一拍置いて皇帝の顔色を伺いつつ、ノワールは言った。

 

「あれは正真正銘、地球人が生み出す力だ。君が想像するような第三者が作ったものじゃないよ」

 

特定の人物から確認できる謎のエネルギー体。

 

ノワール自身その由縁を知っているわけではないが、ウルトラマンキングの予言を知った時は心が躍った。

 

「まあすぐに信じられなくても仕方ない。何の力もない地球人が、闇の皇帝を倒し得る力を持つなんて————ボクでも飲み込むのに少し時間がかかった」

 

エンペラ星人は何も言わない。納得しているのか考え込んでいるのか。

 

背後にいる、怯えた表情で二人の会話を聞いていた果南の方へ視線を向ける。

 

「実際に発動するまで見分けることはできないけれど……彼女に関しては確かに欠片を宿しているよ。それがどれだけ強力なのか……身をもって体験したしね」

 

話の矛先を向けられた果南の肩がビクリと揺れる。

 

「……この矮小な輩が、余を倒すだと……?」

 

「ま、ボクでも知ってることはそれくらいのものさ」

 

果南を観察するように視線を落とした後、馬鹿馬鹿しいと笑い飛ばすような声をあげた。

 

「やはり戯言に耳を貸すべきではなかったな。
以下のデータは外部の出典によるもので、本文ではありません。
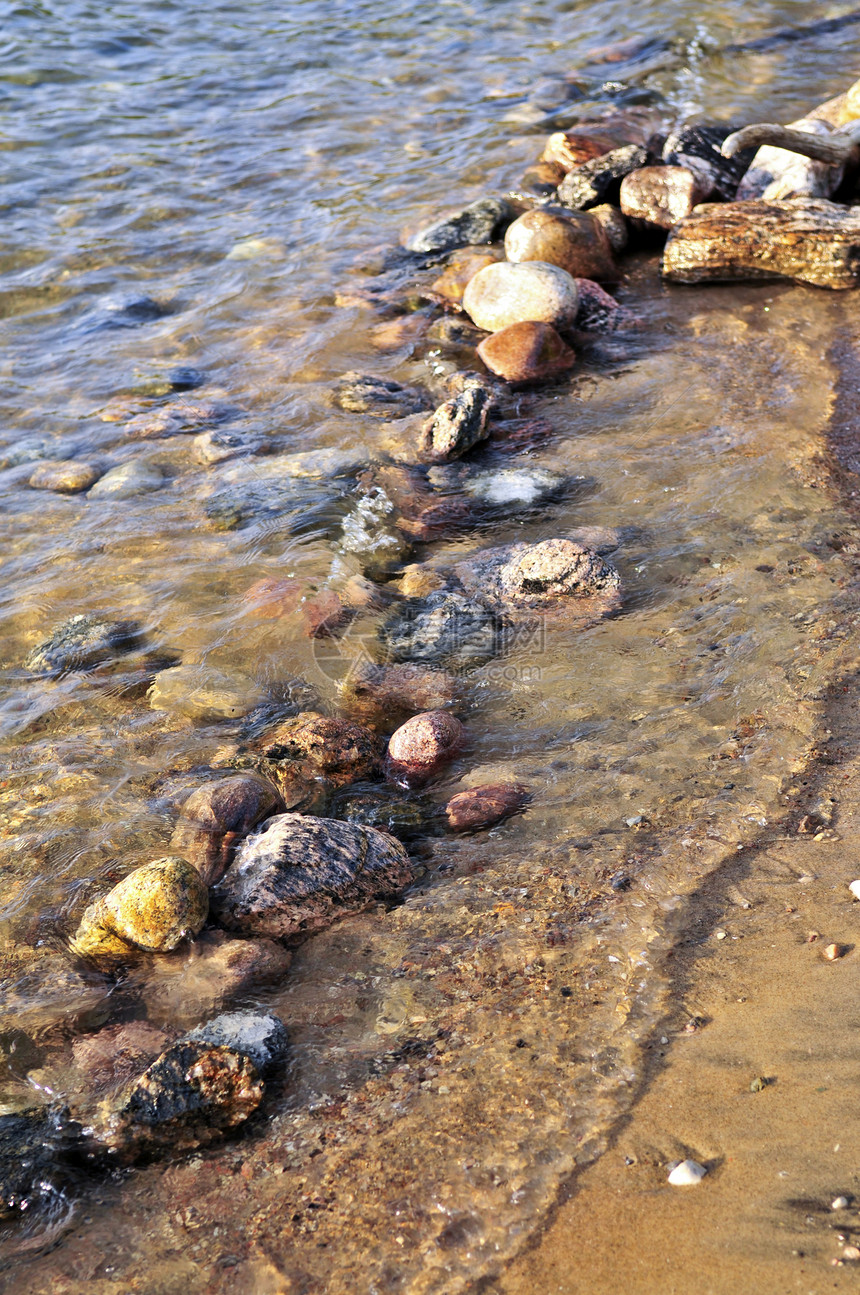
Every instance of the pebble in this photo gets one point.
(505, 294)
(657, 197)
(154, 908)
(82, 642)
(302, 873)
(478, 223)
(482, 807)
(259, 1036)
(457, 425)
(577, 242)
(128, 479)
(599, 180)
(203, 693)
(527, 352)
(422, 745)
(688, 1173)
(218, 816)
(65, 477)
この怯えきった小娘が……余より絶大な力を秘めていると……?」

 

「正確にはその断片、だけど……」

 

直後、遠くで聞こえる戦闘音に反応し、ノワールは意識を外へと移した。

 

立て続けに耳に滑り込んでくる爆発の音。間違いなく誰かがこの場所に近づいている。

 

それが何者なのか。ノワールにはもう考えるまでもない。

 

「ちょうどいいや、()とも会ってみなよ。いずれ君の前に立ちはだかる少年だ」

 

 

◉◉◉

 

 

レギオノイドの集団を蹴散らし、さらに先へと進んだ宙域。

 

禍々しい漆黒の炎を視界に入れたメビウスは、一直線に飛ぶ速度を上げた。

 

(あれが…………ダークネスフィア)

 

決して途絶えることのない闇の炎が燃えている。

 

この先にエンペラ星人がいると考えただけで身体が震えてきた。

 

(この中に果南さんが……)

 

『慎重に進もう。……極力戦闘は避けてね』

 

一度皇帝と対峙したメビウスは至って冷静にそう口にする。それによって未来の緊張感もさらに膨れ上がった。

 

徐々にその宇宙船との距離を詰める。

 

いつでも敵を迎撃できるようにと、ナイトメビウスブレスから伸ばした光の長剣を常に構えていた。

 

ここに来るまでどれだけ果南の無事を祈ったかわからない。彼女に何かあったら千歌達に顔向けできない————

 

 

 

 

 

(…………)

 

…………重なった。

 

ふと視界の端に捉えた人影を見やる。

 

あとほんの数メートルでダークネスフィアに到達するというところで、メビウスは飛行を中断してその場に留まった。

 

…………重なった。過去に見た巨人の姿と重なった。

 

横に浮かんでいた一人の巨人と目が合う。向こうは何を思っているのだろうか。

 

未来とメビウスは突然の邂逅に驚きつつも、漆黒の鎧をまとった戦士の名前を呼んだ。

 

『(————ベリアル)』

 

 

 




ベリアルと再会した未来とメビウス、そして囚われた果南達の行方は……⁉︎

解説いきましょう。

光の欠片はジードに登場するリトルスターと似てはいますが全くの別物です。
作中語られた通り伏井出ケイによって生み出されたリトルスターとは違い地球人が自力で発するものです。
他の宇宙人から発現することもないので、宿している者は宇宙全体で見ても希少と言えるでしょう。

さて次回は……まさかのエンペラ星人と激突……?
※まだ最終回ではありません。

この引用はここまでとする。